At the time, SolarWinds said being a private company would provide more operating flexibility, making it easier to execute a long-term strategy. The deal came after a disappointing quarter marked by challenges in its licensing business.

The company, founded in 1999, went public the first time in 2009 with an infrastructure management solution then geared toward small businesses, educational institutions and governments.

The solution became more capable in the following years as SolarWinds developed capabilities for managing complex hybrid deployments; including servers, networks and applications spanning public and private clouds.

The technology portfolio has dramatically expanded in the last year thanks to two important acquisitions.

Near the beginning of 2018, SolarWinds executed its first major deal since privatization, upping its cloud monitoring capabilities by purchasing Loggly, a log monitoring and analytics specialist.

Two months ago, SolarWinds bought real-time threat monitoring and management provider Trusted Metrics to boost its cybersecurity offerings.

SolarWinds closed its last fiscal quarter on June 30 with revenue for the trailing six months amounting to $398.6 million, according to the filing.

In a disclaimer in the SEC filing, SolarWinds noted "that continued growth in our business is dependent upon identifying, developing and maintaining strategic relationships with our existing and potential channel partners that can drive substantial revenue and provide additional valued-added services to our customers."

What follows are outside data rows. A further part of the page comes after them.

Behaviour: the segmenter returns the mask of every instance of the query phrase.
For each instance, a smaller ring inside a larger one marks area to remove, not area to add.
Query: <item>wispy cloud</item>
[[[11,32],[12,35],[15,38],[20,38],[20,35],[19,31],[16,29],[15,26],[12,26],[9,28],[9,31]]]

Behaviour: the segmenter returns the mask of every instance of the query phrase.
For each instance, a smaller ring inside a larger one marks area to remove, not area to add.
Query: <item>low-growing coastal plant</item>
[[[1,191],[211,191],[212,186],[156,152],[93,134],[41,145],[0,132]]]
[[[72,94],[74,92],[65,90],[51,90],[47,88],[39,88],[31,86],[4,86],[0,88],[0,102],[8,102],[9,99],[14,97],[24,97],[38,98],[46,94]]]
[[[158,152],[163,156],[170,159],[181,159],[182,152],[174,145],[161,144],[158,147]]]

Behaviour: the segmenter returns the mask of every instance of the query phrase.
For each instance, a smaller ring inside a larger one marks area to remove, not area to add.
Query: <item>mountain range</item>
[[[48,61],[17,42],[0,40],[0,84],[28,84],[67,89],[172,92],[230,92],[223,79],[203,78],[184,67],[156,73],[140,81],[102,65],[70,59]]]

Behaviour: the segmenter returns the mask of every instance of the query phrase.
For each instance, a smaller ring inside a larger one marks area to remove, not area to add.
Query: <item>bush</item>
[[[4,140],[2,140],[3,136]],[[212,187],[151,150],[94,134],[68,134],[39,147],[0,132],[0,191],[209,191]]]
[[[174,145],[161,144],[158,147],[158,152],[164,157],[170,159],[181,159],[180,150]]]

SolarWinds noted its route to the small and midsize business market was partially through managed services providers who use its products to offer IT outsourcing services.

The company also focuses on selling directly to businesses through network and systems engineers, database administrators, storage administrators, and DevOps professionals.

"These technology professionals have become empowered to influence the selection, and often the purchase, of products needed to rapidly solve the problems they confront," reads the SEC document.

The company, as of June 30, had 2,540 employees, of which 979 were employed in the U.S. and the remaining outside the country.